If it was a large amount of cash we would probably discuss. Neither of us would rush out and buy something without the other having some knowledge of it. But saying that, we've never been in this situation. Any large gifts have generally been to the both of us together, in which case we decide what to do with it.
Your H sounds like he's being a bit of a dick here. I'd be kind of annoyed if my H made me feel guilty about accepting/spending a gift of money.
When money was tight, it was joint. I'd get pissed when we as a family had no fun money left, but DH's mom had sent him $200 that he just popped into his wallet. Granted, it would usually come up because he'd offer to take me to dinner with it or something, but still.
When money wasn't tight, gifts were your own to spend as you like.
If someone gave us a gift (TV, jewelry, furniture) then we'd keep it. If someone have us thousands of dollars then yes we'd talk about what that would best used for. If someone gives me $100 then no I don't talk about it with DH. I suppose there is gray area where cash is not small and not big but I'd probably defer on asking DH about it and visa versa.
If it's given to us, for example for Christmas, then we both decide what to do, but if it's given because of an occasion specific to the other one, (birthday), then it's that person's to do with as they please.
Bonus we decided on together because we see it as just an extension of salary.
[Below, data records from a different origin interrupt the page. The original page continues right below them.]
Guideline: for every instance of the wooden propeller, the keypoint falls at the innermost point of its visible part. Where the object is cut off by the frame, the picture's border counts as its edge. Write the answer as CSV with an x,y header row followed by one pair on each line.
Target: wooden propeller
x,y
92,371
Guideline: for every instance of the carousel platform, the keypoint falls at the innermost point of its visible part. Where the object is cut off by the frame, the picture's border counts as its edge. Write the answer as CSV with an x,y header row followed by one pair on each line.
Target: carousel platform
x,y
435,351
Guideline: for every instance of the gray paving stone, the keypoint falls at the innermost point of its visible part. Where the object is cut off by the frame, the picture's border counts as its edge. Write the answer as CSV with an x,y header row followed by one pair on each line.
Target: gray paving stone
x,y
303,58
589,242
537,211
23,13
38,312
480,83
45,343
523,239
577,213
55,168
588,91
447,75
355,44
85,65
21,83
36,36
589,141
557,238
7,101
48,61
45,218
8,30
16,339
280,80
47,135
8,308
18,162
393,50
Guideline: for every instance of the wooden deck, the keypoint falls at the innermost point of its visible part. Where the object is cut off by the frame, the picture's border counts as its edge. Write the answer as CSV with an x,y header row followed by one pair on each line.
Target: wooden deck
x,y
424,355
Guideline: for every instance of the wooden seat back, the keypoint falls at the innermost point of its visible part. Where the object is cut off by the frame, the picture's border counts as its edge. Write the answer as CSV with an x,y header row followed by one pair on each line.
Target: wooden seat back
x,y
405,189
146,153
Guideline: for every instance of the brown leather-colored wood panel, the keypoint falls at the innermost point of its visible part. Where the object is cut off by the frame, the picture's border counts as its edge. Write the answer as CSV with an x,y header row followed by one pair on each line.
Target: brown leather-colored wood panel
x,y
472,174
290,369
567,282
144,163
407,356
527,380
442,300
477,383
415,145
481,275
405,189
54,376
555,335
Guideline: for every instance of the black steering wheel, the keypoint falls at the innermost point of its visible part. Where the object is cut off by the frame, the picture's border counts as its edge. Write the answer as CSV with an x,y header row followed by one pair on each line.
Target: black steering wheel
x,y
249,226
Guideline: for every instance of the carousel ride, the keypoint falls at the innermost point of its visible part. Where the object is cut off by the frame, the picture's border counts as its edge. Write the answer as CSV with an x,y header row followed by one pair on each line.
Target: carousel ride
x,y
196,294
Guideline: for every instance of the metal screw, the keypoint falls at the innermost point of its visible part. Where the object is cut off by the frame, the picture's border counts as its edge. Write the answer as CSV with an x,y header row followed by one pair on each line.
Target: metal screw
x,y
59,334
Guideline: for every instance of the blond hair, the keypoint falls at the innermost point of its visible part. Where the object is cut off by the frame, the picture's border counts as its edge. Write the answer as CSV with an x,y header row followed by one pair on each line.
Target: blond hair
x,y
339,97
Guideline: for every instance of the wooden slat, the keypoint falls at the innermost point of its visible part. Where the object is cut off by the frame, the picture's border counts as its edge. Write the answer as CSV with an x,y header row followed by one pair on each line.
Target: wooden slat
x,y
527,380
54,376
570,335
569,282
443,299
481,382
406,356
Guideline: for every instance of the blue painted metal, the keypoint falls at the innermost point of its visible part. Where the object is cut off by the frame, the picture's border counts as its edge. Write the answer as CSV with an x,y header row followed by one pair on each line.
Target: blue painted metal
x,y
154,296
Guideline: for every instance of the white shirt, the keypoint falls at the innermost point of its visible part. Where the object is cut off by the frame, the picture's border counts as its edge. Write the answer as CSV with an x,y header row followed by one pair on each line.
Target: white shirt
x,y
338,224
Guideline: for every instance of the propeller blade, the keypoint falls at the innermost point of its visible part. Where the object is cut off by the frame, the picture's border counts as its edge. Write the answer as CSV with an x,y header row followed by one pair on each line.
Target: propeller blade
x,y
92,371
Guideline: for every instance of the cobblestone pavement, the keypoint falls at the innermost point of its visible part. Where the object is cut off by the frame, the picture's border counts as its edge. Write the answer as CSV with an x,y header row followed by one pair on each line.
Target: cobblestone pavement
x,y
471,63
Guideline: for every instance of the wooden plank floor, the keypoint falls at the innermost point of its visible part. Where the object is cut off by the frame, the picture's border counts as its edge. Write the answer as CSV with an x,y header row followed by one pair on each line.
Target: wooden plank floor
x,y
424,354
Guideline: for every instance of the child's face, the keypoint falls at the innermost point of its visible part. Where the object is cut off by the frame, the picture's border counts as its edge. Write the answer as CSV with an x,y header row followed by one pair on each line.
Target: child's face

All gift money is the recipient's, although we do often use it for a joint purpose. Christmas money is more joint than birthday money, since we've both gotten it and it's often enough to do something for both of us, like a weekend away or a piece of furniture or something else large for our house, like a new TV. Birthday money is more likely to be spent on a splurge for the individual person, but we do still usually let the other know what we plan to do with it, just as we would with any large expenditure.
OP, what your DH is doing is not very nice. Suggesting that you donate it is one thing, but pressuring you to do so and making you feel bad for not doing so is crappy. If one of us isn't sure what they want to do with their money, the other will often make suggestions, but just suggestions. We don't pressure or use guilt.
I don't think either of us would really care to have a say in each other's gift. My father has given us generous checks as a joint gift for Christmas and significant events. The financial gift is ours but he has never cared about how I decided to allocate the money and vice versa. We are both pretty trusting of one another when it comes to spending.
$$, unless a crazy high amount would just be for the person who got it to spend. If it was larger, some would be spent on the recipient, with maybe a nice dinner thrown infor both of us, some would go into household money. If it was something like Jewelery, or electronics or someTHING high value, that person would keep it. I'd never even cross my mind to have him return it for $ we could both spend/use. Mayyybbbee if we really needed extra cash for some reason.... But even then I really don't see either of us requesting a gift be returned.
We would talk about money and offer suggestions on how to spend/save it, but the person who received it can ultimately decide what to do with it.
Ditto.
ETA: As for bonuses, we consider them income. We decide how they will be spent.
Ditto all of this.
Your comment about the cash equivalent of a gift kinda makes me give a side eye. Even if we did have a lot of debt, I couldn't imagine selling jewelry that someone just gave me. That would be such a slap in the face and they would probably never give me a gift ever again. Physical gifts are not up for discussion.
Oh, and a gift to you = a gift to you (esp. if it's an item, rather than $$$). Bonuses/commissions don't fall under that umbrella, IMO. That's part of work compensation, unlike a gift from a client, for instance.
H and I always make joint decisions about everything...big or small. Realistically no one is ever going to give us large sums of cash gifts lol unless it's an inheritance. But we normally buy what we want when we want so any sum of cash gifts would just go to the bank anyways.